Milwaukee without Marques Johnson has not been the shattering experience many had believed and, despite a number of injuries, the Bucks have overcome the loss of their best player to settle into their customary spot on top of the NBA Central Division standings.

When Johnson demanded a renegotiated contract worth $6.5 million for the next five seasons, the Bucks stopped.

Jim Fitzgerald, the club president, has said the demand is out of line, considering the Bucks' seating capacity of 11,052 in Milwaukee Arena.

Coach Don Nelson, who also serves as director of player personnel, says that he won't trade his all-star forward, and that Johnson's only alternative if he doesn't accept a lesser offer is to stay in Los Angeles and count sunsets.

Despite the absence of Johnson, the Bucks have won six of eight games. They will attempt to repeat a 98-90 victory over Washington 13 days ago in Milwaukee when they play the improving Bullets at Capital Centre tonight at 8:05 (WTOP-1500).

Nelson has learned to live without Johnson, but will have to shuffle his lineup again to compensate for the Bucks' latest injuries.

Bobby Dandridge, let go by the Bullets this summer after four seasons, will get his first starting assignment because Junior Bridgeman resprained a lateral ligament in his right knee against Cleveland Sunday night. He was placed on the injured list yesterday.

Playing sporadically in six games, Dandridge, 34, is averaging 4.8 points per game. While waiting for someone to offer him a contract, he missed the entire exhibition season and says he won't be in top physical condition until Dec. 1.

In another effort to strengthen Johnson's quick forward spot, the Bucks signed free agent Scott May yesterday. He was released by Chicago Oct. 27 after playing in seven preseason games. In five injury-filled seasons with the Bulls, May, a former Indiana University star, averaged 14 points a game.

Brian Winters, Milwaukee's top scorer with a 19.4 average, has missed the last three games with a pulled groin muscle and is questionable for tonight's game. He will test the injury during warmups.

With Dandridge joining Bob Lanier and Mickey Johnson on the front line, Sidney Moncrief (19.0 points per game) will play in Winters' spot alongside Quinn Buckner in the back court.

"We're still going to be a good team without Marques," said Nelson. "Sure, we'll miss him. He's a great player, but we can still win the division once we get everyone else healthy.

"I've told Mr. Fitzgerald that I want Marques if at all possible. I'm not going to trade him because I can't possibly get another small forward as good as him and nobody will give up a power forward of equal value."

"I'm just preparing myself the best I can," the coach said when asked about the signings of Dandridge and May. "I don't want to get into the same situation that Seattle did last year. They kept waiting for Gus (Williams) to come back and never went out and got a replacement for him. And they finished last.

"We're going to be prepared if Marques doesn't come back. The last thing I want is an excuse if we don't win."

Johnson was the team leader last season in scoring (20.3), rebounding (6.8), field goal percentage (.552) and minutes played (33.4).
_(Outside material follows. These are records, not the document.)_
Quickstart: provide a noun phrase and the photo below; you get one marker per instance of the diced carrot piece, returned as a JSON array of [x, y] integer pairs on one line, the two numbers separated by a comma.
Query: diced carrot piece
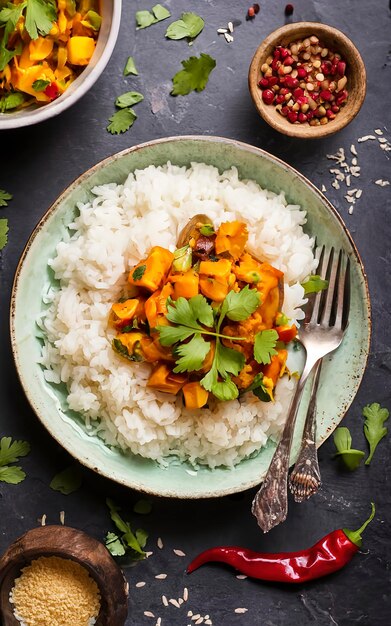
[[195, 396]]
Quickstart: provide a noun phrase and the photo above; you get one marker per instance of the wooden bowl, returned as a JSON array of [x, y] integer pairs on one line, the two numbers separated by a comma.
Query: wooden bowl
[[336, 41], [68, 543]]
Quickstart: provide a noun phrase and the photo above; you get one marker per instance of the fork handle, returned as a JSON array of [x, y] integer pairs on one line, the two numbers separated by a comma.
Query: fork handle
[[270, 504]]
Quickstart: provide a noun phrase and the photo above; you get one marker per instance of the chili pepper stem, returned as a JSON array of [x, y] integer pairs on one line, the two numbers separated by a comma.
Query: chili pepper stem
[[355, 535]]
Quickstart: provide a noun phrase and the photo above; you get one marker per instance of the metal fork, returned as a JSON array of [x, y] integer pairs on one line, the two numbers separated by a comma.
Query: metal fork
[[321, 333]]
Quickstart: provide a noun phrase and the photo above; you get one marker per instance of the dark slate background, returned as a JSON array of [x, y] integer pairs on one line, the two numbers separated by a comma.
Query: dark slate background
[[39, 162]]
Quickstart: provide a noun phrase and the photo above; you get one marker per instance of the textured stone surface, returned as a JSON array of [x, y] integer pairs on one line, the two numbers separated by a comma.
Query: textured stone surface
[[38, 162]]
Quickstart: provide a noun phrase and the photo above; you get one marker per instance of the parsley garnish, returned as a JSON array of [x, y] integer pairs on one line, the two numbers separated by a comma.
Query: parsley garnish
[[374, 429], [147, 18], [128, 99], [343, 442], [128, 543], [139, 272], [190, 25], [130, 67], [264, 346], [67, 481], [189, 318], [314, 284], [4, 197], [10, 452], [3, 232], [194, 76], [121, 121], [40, 85]]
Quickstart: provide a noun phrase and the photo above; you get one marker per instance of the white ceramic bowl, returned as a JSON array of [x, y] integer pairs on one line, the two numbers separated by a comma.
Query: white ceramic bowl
[[111, 17]]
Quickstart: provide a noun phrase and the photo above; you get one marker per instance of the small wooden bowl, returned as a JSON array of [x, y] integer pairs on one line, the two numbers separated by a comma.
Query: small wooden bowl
[[67, 543], [336, 41]]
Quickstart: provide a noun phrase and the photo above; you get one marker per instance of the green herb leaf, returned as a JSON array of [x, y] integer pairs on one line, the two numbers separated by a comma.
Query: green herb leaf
[[40, 85], [147, 18], [143, 507], [130, 67], [128, 99], [10, 452], [264, 346], [67, 481], [207, 230], [374, 429], [92, 20], [141, 536], [4, 197], [12, 474], [114, 545], [314, 284], [11, 100], [3, 232], [192, 354], [40, 16], [139, 272], [128, 538], [190, 25], [194, 76], [121, 121], [343, 442], [238, 306]]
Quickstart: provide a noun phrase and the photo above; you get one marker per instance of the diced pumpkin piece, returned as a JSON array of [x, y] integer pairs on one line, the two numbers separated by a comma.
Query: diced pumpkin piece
[[214, 289], [40, 48], [163, 379], [195, 396], [217, 269], [154, 351], [80, 50], [151, 272], [185, 284], [232, 238]]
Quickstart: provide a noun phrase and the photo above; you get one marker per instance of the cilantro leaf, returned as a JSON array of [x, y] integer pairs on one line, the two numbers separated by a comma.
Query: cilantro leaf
[[40, 85], [264, 346], [374, 429], [11, 100], [194, 76], [11, 452], [12, 474], [4, 197], [130, 67], [147, 18], [190, 25], [114, 544], [314, 284], [192, 354], [121, 121], [67, 481], [239, 306], [343, 442], [40, 16], [128, 538], [128, 99], [143, 507]]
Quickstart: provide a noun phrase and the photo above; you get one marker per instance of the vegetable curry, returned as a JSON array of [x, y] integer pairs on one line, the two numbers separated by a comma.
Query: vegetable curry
[[207, 317], [44, 45]]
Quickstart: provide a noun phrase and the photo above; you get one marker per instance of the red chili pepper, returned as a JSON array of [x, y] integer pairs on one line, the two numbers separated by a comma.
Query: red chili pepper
[[52, 91], [330, 554]]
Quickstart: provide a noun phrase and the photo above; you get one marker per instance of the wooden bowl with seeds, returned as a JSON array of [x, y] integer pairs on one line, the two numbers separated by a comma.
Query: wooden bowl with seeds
[[313, 80], [79, 563]]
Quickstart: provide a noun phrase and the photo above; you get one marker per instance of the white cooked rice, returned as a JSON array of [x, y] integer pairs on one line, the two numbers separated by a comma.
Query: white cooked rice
[[112, 233]]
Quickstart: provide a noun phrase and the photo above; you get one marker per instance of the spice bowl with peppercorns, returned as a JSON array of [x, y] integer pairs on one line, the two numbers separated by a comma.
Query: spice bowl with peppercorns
[[307, 80]]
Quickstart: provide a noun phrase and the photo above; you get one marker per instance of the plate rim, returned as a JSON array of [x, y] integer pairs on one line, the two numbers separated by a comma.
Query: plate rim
[[102, 471]]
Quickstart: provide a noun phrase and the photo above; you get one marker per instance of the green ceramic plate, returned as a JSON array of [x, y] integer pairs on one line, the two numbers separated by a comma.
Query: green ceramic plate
[[342, 372]]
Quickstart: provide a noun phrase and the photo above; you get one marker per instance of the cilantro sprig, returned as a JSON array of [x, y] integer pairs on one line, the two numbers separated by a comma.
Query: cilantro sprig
[[11, 452], [374, 429]]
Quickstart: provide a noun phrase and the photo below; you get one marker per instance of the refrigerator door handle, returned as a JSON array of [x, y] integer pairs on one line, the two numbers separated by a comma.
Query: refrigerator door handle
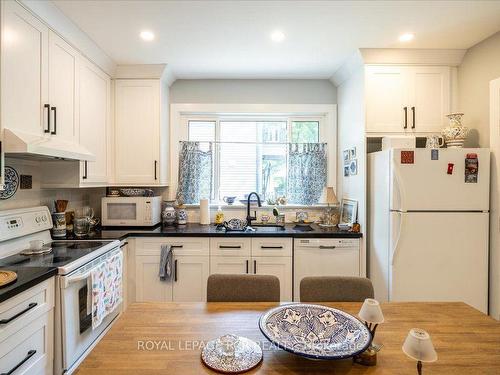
[[396, 245], [397, 188]]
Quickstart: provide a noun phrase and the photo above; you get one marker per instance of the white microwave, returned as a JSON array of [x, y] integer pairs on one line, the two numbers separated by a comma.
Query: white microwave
[[130, 211]]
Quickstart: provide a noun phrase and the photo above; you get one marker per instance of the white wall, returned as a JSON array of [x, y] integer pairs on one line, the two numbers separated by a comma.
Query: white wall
[[252, 91], [351, 133], [480, 65]]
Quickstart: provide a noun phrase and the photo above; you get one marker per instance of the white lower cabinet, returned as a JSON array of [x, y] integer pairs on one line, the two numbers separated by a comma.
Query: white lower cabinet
[[261, 256], [26, 342], [281, 267], [190, 270], [190, 278]]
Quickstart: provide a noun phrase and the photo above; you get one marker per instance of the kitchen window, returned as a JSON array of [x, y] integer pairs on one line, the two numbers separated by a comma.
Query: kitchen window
[[250, 154]]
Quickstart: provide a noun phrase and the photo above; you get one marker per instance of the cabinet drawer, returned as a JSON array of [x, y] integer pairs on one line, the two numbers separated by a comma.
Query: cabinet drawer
[[269, 246], [28, 305], [31, 348], [230, 246], [182, 245]]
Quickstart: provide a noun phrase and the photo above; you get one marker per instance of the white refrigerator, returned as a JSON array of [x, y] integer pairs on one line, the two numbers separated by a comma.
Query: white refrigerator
[[428, 225]]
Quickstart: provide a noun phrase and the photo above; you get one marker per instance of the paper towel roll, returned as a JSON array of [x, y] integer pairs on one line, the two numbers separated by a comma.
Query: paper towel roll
[[204, 212]]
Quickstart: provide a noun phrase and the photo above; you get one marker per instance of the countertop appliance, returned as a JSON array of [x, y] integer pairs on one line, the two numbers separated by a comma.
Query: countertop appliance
[[74, 336], [324, 257], [428, 225], [130, 211]]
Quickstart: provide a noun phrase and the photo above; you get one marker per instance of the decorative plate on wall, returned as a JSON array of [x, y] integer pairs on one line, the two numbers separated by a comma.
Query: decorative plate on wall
[[11, 183], [315, 331]]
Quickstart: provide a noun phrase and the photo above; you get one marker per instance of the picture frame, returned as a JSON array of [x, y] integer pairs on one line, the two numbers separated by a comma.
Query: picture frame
[[348, 211], [353, 167], [352, 153], [346, 170]]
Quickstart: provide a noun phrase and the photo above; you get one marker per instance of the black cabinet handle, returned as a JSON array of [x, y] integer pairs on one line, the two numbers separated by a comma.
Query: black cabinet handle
[[54, 132], [48, 118], [406, 117], [175, 270], [85, 170], [30, 306], [30, 354]]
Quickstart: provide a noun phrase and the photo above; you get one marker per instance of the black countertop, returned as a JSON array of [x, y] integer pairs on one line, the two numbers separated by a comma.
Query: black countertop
[[26, 278], [198, 230]]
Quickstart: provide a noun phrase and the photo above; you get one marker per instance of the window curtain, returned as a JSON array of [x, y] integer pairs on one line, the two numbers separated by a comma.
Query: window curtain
[[195, 173], [307, 172]]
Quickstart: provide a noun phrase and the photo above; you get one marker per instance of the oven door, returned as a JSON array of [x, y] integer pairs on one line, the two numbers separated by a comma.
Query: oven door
[[77, 333], [123, 211]]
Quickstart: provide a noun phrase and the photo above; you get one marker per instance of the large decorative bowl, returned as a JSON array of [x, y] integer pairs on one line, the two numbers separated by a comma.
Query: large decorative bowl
[[315, 331]]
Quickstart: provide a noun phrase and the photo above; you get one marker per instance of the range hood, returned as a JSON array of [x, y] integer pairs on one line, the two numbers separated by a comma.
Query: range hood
[[19, 144]]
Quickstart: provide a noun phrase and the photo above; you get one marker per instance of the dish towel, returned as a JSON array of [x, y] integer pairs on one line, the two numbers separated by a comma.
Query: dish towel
[[166, 255], [106, 279]]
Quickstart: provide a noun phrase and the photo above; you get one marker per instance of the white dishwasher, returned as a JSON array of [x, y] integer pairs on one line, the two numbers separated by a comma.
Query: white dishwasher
[[324, 257]]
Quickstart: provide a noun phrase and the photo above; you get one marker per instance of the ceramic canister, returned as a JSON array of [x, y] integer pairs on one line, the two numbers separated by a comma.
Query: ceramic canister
[[59, 228], [168, 215]]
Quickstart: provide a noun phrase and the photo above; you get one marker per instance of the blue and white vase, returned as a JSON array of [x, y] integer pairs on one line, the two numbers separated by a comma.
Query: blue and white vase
[[168, 214]]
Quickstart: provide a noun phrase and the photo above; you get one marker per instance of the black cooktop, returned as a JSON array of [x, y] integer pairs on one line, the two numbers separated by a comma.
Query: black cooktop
[[63, 252]]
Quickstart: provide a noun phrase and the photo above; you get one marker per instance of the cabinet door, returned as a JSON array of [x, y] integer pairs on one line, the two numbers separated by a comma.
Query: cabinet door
[[94, 100], [386, 99], [24, 72], [229, 265], [281, 267], [149, 287], [137, 126], [429, 97], [63, 88], [190, 278]]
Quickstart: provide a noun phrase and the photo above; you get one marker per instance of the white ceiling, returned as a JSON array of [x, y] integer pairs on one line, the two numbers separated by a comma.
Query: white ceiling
[[231, 39]]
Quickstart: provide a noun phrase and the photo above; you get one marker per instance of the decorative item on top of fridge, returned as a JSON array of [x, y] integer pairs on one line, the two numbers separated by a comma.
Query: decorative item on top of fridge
[[455, 133]]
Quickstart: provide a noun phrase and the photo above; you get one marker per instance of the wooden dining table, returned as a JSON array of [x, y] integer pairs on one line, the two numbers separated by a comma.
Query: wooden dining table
[[166, 338]]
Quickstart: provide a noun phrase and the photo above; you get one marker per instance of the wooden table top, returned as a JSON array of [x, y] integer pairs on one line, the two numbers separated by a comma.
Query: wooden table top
[[467, 341]]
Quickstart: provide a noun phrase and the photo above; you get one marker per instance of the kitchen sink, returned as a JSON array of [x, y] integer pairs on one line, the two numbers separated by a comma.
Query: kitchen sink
[[268, 228]]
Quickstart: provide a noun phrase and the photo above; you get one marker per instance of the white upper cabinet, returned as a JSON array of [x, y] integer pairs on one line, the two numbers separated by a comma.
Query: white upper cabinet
[[429, 97], [406, 99], [137, 132], [63, 88], [94, 123], [386, 98], [24, 77]]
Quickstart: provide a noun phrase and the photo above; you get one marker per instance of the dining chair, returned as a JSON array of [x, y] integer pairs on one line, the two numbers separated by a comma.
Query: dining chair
[[243, 288], [335, 289]]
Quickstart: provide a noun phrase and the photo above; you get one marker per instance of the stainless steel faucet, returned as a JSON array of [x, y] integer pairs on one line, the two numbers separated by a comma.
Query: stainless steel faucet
[[250, 218]]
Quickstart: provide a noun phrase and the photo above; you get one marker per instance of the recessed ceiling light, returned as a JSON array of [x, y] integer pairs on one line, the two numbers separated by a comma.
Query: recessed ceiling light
[[277, 36], [406, 37], [147, 35]]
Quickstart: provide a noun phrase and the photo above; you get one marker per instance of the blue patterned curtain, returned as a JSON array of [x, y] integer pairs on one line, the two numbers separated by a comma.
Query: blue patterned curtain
[[307, 171], [195, 173]]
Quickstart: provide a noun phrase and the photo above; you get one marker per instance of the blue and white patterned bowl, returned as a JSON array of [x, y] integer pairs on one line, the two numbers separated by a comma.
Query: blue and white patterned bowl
[[315, 331]]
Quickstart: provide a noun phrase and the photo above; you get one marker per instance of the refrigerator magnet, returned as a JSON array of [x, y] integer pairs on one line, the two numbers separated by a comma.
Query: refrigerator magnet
[[471, 168], [434, 154], [407, 157], [450, 168]]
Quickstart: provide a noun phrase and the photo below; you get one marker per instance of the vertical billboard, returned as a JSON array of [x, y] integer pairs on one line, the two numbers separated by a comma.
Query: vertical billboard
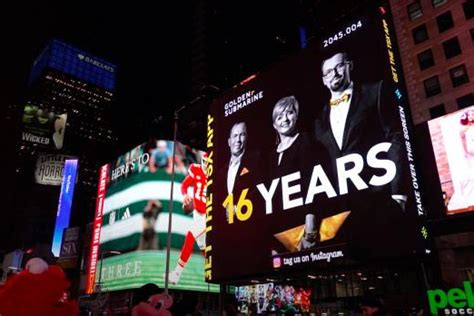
[[131, 224], [311, 162], [65, 203], [42, 127], [452, 137]]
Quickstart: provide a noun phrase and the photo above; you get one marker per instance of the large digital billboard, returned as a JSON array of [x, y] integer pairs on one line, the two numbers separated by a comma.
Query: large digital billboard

Although the former UCLA all-America has his father screening all calls to his Los Angeles home, he called the Milwaukee Journal last Thursday and reiterated his stand that if the situation is not resolved to his satisfaction, he will sit out the entire season.

"Marques wants the glitter of L.A. on one hand, but on the other, he wants to be left alone," said Lanier, who is trying to nurse his aching knees through one more season in pursuit of his first championship.

After being the third player selected in the 1977 draft, Johnson signed a six-year contract with escalating salaries that don't approach what average players now are making. He stayed away from training camp in 1979, insisting the Bucks renegotiate his contract after he averaged 25.6 points per game.

Fitzgerald said he would renegotiate before this season and has offered a considerable raise. It is far short of Johnson's demands, however, and although there has been almost daily contact the past two weeks, nothing has been resolved.

Johnson fired his agent in August and is being represented by Willie Naulls, a former UCLA star who played 11 years in the NBA and now is a successful real estate broker. But even if Johnson doesn't play this season, he still will have one more year on his current contract with the Bucks.

"As far as I know, Marques hasn't talked to any of the players," said Winters.

"None of us knows what he's going to do, but it doesn't make much sense to sit out a whole season. His contract runs through next year and he certainly won't sit out two years."

Buckner, who directs the Bucks' offense, says he hasn't changed anything this season: "We just play with whoever is on the court. I try to get the ball to the hot shooter. I guess without Marques, I distribute the ball a little more evenly."

Moncrief took over as the starting guard last season when Winters was injured and averaged 14 points a game in the playoffs. He opened the season at Johnson's spot and scored 19 points a game before shifting to the back court when Winters was hurt.